V_VM (Verb): F1=0.9150 (highest)
RD_PUNC (Punctuation): F1=0.9944 (near perfect)
N_NN (Noun): F1=0.7628 (largest class)
N_NNP (Proper Noun): F1=0.6946 (more difficult)

Error Analysis

Main error patterns discovered through confusion matrices:

Intra-Class Confusion: Common nouns (N_NN) vs proper nouns (N_NNP), locative nouns (N_NST)
Part-of-Speech Conversion: Difficulty in tagging nouns used as adjectives
Writing System Limitations: Bodo lacks capitalization conventions for proper nouns like English

Cross-Lingual Comparison

Bodo vs Assamese POS tagging results:

Bodo Best: 0.8041 (BodoBERT+BytePair)
Assamese Best: 0.7293 (IndicBERT)
Difference Rationale: Different label set complexity (Bodo 34 labels vs Assamese 41 labels)
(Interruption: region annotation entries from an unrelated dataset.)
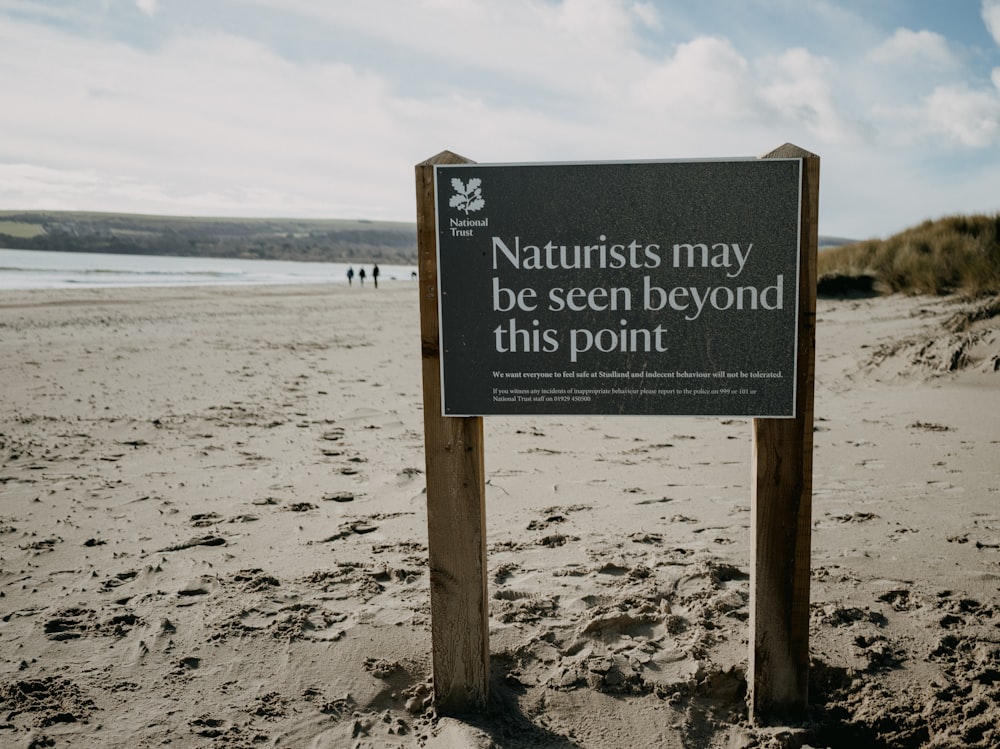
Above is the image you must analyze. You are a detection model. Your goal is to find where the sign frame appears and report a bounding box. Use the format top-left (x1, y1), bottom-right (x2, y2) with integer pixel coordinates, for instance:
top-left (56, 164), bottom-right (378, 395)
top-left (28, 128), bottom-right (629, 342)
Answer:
top-left (434, 156), bottom-right (803, 418)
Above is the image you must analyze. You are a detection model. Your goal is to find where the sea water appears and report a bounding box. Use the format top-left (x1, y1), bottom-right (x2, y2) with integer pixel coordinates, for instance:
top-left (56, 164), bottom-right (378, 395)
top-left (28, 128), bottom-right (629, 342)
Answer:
top-left (0, 249), bottom-right (417, 289)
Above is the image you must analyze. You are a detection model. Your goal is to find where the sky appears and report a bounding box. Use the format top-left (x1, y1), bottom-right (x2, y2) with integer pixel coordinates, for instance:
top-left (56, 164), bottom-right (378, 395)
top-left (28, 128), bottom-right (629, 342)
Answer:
top-left (0, 0), bottom-right (1000, 239)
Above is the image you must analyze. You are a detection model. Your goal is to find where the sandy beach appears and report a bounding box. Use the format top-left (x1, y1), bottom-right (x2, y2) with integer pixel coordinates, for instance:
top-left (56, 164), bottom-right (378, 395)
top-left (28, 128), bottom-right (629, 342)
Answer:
top-left (0, 282), bottom-right (1000, 749)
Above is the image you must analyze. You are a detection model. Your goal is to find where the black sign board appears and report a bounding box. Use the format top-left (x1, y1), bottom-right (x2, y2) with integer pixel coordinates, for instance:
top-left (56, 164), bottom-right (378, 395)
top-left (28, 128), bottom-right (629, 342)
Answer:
top-left (435, 158), bottom-right (802, 417)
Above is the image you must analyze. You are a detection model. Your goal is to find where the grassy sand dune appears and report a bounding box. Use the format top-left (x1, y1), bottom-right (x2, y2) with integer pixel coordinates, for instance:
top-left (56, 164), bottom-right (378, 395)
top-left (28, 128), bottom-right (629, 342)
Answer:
top-left (819, 214), bottom-right (1000, 296)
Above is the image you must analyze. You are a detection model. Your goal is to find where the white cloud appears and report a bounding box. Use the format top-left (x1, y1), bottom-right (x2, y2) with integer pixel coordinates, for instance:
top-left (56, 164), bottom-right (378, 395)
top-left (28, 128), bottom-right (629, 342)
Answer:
top-left (982, 0), bottom-right (1000, 44)
top-left (870, 29), bottom-right (955, 68)
top-left (925, 84), bottom-right (1000, 148)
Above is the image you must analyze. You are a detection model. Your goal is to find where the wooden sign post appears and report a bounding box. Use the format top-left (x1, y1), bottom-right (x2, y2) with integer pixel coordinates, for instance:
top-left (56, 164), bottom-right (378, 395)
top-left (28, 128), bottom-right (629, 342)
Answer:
top-left (747, 143), bottom-right (819, 722)
top-left (416, 151), bottom-right (490, 714)
top-left (416, 144), bottom-right (819, 722)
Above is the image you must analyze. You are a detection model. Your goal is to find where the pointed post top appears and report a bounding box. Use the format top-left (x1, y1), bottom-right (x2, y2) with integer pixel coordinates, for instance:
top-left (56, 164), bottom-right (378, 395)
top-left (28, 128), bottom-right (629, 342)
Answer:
top-left (757, 143), bottom-right (816, 159)
top-left (417, 150), bottom-right (473, 166)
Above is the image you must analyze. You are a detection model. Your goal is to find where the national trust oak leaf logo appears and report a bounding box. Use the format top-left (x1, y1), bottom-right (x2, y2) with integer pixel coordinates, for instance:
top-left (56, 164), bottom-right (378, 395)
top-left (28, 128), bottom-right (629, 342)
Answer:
top-left (448, 177), bottom-right (486, 215)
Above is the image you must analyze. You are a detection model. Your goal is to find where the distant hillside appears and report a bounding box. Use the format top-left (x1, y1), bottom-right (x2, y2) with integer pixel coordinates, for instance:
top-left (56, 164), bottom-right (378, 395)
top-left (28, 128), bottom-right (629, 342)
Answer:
top-left (818, 214), bottom-right (1000, 296)
top-left (0, 211), bottom-right (417, 265)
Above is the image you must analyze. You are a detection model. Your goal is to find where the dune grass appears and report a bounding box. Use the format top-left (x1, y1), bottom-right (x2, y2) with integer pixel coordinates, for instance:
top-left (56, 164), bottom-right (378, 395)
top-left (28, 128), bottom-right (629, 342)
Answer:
top-left (817, 213), bottom-right (1000, 296)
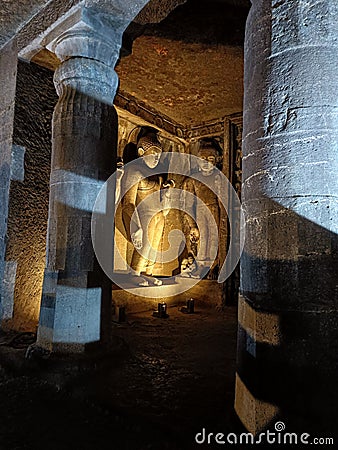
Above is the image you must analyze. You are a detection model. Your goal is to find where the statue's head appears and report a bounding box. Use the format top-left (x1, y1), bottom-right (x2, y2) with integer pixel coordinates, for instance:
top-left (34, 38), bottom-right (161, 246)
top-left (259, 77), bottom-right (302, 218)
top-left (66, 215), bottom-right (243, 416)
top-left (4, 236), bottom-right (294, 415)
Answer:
top-left (137, 127), bottom-right (162, 169)
top-left (197, 139), bottom-right (220, 173)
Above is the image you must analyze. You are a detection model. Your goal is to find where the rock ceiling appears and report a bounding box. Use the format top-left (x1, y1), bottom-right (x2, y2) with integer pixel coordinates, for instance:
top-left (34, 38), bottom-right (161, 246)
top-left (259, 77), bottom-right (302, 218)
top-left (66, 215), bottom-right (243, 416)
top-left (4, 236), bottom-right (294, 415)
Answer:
top-left (0, 0), bottom-right (250, 128)
top-left (116, 0), bottom-right (248, 128)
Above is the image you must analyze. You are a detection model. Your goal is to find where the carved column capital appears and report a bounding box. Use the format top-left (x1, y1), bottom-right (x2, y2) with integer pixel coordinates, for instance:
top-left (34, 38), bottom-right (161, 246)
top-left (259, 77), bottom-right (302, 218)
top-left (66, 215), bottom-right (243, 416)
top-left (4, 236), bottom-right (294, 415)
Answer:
top-left (54, 57), bottom-right (118, 105)
top-left (43, 6), bottom-right (128, 67)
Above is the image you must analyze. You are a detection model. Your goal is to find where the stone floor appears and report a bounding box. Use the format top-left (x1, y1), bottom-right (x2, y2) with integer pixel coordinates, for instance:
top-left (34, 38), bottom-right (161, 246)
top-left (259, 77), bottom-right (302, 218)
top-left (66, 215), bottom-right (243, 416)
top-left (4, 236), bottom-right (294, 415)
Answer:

Low-Resource Language POS Tagging

Assamese: Pathak et al. (2022, 2023) - BiLSTM-CRF achieves 86.52% F1
Khasi: Warjri et al. (2021) - 96.98% accuracy
Bengali: Alam et al. (2016) - 86.0% accuracy, Kabir et al. (2016) - 93.33% accuracy
Mizo: Pandey et al. (2022) - LSTM achieves 81.86% accuracy

Advantages of This Work

Originality: First neural network-based POS tagger for Bodo language
Systematicity: Comprehensive comparison of multiple architectures and language models
Practicality: Provides open-source models and tools

Conclusions and Discussion

Main Conclusions

BodoBERT Effectiveness: Specialized language models perform best on downstream tasks
Architecture Advantages: BiLSTM-CRF architecture outperforms CRF and Fine-tuning
Stacking Strategy Effectiveness: Combined embeddings outperform single embeddings
Baseline Establishment: Establishes important baseline for Bodo language NLP research

Limitations

Data Scale: Annotated corpus is relatively small (30k sentences)
Language Model Training Data: BodoBERT trained on only 1.6M tokens
Performance Level: Still lags behind high-resource languages (F1=0.8041 vs 90%+)
Annotation Quality: Some annotations may require further correction

Future Directions

Expand Corpus: Collect more Bodo language text and annotated data
Model Improvement: Optimize BodoBERT architecture and training strategies
Downstream Tasks: Extend to NER, syntactic parsing, and other NLP tasks
Multilingual Modeling: Explore joint modeling with related languages

In-Depth Evaluation

Strengths

Pioneering Contribution: First construction of language model and POS tagger for Bodo, filling an important gap
Systematic Research: Comprehensive comparison of multiple methods with well-designed experiments
Technical Innovation: Stacked embedding strategy effectively improves performance
Practical Value: Open-source release of models provides foundational tools for the community
Cross-Lingual Insights: Valuable cross-lingual analysis through Assamese comparison

Weaknesses

Data Limitations: Relatively small training data scale may affect model generalization
Evaluation Limitations: Lacks comparison with traditional methods (HMM, rule-based approaches)
Error Analysis Depth: Insufficient linguistic analysis of model failure cases
Computational Resources: High model training costs may limit reproducibility

Impact

Academic Value: Provides important paradigm for low-resource language NLP research
Practical Significance: Directly serves the practical needs of the Bodo language community
Methodological Contribution: Stacked embedding strategy generalizable to other low-resource languages
Infrastructure: Establishes foundation for subsequent Bodo language NLP research

Applicable Scenarios

Direct Application: Bodo language text processing, information extraction
Research Foundation: Preprocessing step for other Bodo language NLP tasks
Method Transfer: POS tagging tasks for similar low-resource languages
Multilingual Systems: Component of multilingual NLP systems for northeastern India

References

This paper cites abundant related work, primarily including:

BERT-related: Devlin et al. (2018) - Original BERT paper
Sequence Labeling: Huang et al. (2015) - BiLSTM-CRF architecture
Low-Resource Languages: Multiple Indian regional language NLP studies
Language Models: Original papers of various pre-trained models

Overall Assessment: This is a high-quality low-resource language NLP research paper with important contributions in methodological innovation, experimental design, and practical value. While constrained by data scale, it opens new directions for Bodo language NLP research with significant academic and social value.